MADRID, 2 Abr. (EUROPA PRESS) –

Rovi has received approval from the United States Food and Drug Administration (FDA) for its drug Risvan as a treatment for schizophrenia in adults, as reported this Tuesday by the pharmaceutical company to the National Market Commission. Securities (CNMV).

Specifically, the company announced this Tuesday that the FDA has authorized the marketing in the United States of Risvan (risperidone ISM) for the treatment of schizophrenia in adults.

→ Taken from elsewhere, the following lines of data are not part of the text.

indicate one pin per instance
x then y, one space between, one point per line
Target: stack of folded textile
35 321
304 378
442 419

Rovi has explained that the drug risperidone ISM is a prolonged-release injectable antipsychotic developed and patented by the pharmaceutical company for the treatment of schizophrenia in adults, which, from the first injection, provides plasma levels of the drug in an “immediate and sustained” manner. without requiring loading doses or supplementation with oral risperidone.

Thus, this approval is based on the positive results of the pivotal ‘prisma-3’ study on the efficacy and safety of risperidone ISM in patients with schizophrenia.

The firm has detailed that the results obtained in this study demonstrate that with two different doses (75 milligrams (mg) and 100 mg monthly) the pre-specified objectives in the key primary and secondary efficacy variables for the treatment of patients with moderate to severe symptoms of schizophrenia.

“We are very excited about the approval of risvan by the FDA because we believe that our medicine will be able to contribute to the clinical management of schizophrenic patients, helping to improve adherence to treatment,” stressed the president and CEO of Rovi, Juan López. -Belmonte Encina.